Blog post -

Testing JavaScript partials with Rails View Specs

At Mynewsdesk we use Rails in the backend and React in combination with Redux in the frontend in our main application that our customers use to create and distribute press releases. Rails is responsible for rendering the HTML layout that hosts the React app. This layout file includes a partial that contains various JavaScript variables that we're passing from Rails to React.

When we develop new features, we often put them behind feature flags which are stored in Redis by the flipper gem. Since many feature flags are included in the partial mentioned above, this file is often changed by both frontend and backend developers.

Feature flags that are not set correctly can lead to unexpected bugs in production. To prevent accidental regressions when making changes in the partial we recently added view specs for the partial to ensure two things:

1. The partial should render without any unhandled Ruby exceptions.

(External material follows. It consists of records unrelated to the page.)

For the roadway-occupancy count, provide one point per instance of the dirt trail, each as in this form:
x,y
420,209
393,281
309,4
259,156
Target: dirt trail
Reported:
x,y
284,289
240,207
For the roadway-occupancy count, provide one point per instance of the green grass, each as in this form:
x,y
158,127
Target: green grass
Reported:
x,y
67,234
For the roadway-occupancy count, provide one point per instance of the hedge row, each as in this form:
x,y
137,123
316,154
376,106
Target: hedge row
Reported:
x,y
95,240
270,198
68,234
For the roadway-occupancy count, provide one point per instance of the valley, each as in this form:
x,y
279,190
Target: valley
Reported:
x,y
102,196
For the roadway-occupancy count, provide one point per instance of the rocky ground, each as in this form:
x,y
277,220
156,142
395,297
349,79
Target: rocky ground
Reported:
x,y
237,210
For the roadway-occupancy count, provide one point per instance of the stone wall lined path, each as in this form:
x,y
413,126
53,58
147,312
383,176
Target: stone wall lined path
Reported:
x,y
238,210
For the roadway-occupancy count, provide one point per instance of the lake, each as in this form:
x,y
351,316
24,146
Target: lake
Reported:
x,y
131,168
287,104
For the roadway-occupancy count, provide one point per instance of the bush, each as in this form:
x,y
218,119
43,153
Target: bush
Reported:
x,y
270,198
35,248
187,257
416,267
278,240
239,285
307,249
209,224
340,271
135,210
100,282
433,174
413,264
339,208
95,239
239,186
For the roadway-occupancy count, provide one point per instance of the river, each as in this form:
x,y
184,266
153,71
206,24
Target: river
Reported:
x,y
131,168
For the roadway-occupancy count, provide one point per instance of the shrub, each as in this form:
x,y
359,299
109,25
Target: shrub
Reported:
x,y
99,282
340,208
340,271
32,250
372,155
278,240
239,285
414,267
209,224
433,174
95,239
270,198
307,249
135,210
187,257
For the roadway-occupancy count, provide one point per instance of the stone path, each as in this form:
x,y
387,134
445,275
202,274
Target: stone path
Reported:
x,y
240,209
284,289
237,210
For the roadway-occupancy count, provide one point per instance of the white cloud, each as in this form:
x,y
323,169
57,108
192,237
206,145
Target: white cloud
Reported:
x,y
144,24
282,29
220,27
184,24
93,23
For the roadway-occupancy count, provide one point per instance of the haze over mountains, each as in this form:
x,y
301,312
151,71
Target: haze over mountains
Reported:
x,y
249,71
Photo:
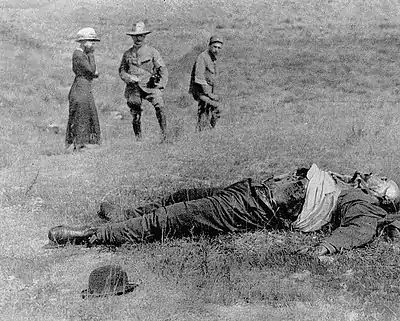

In RSpec the view spec might look like this:

describe 'layouts/_env.html.erb' do
  it 'renders'
    expect { render }.not_to raise_error
  end
end

This will catch bugs like undefined local variable or method or undefined method `foo' for nil:NilClass, as sometimes introduced by typos, syntax errors or faulty MacBook Pro keyboards.

2. The partial should contain the expected JavaScript objects which parse without errors in a JavaScript runtime.

We could use expect(rendered).to have_content to look for JavaScript variables that we expect Rails to render. However the matcher have_content is string-based and cannot guarantee that the JavaScript object we're rendering is actually valid JavaScript.

To check for valid JavaScript we use the MiniRacer gem which gives us a V8-based JavaScript context that we can use to evaluate the JavaScript object and compare against a Ruby hash.

let(:js_context) do
  render
  snapshot = MiniRacer::Snapshot.new(rendered)
  MiniRacer::Context.new(snapshot: snapshot)
end

it 'renders feature flags' do
  mnd = js_context.eval("MND")
  expect(mnd["featureFlags"]).to include(
    "featureA" => true,
    "featureB" => false,
  )
end

These specs help us to make changes to our JavaScript partial with confidence.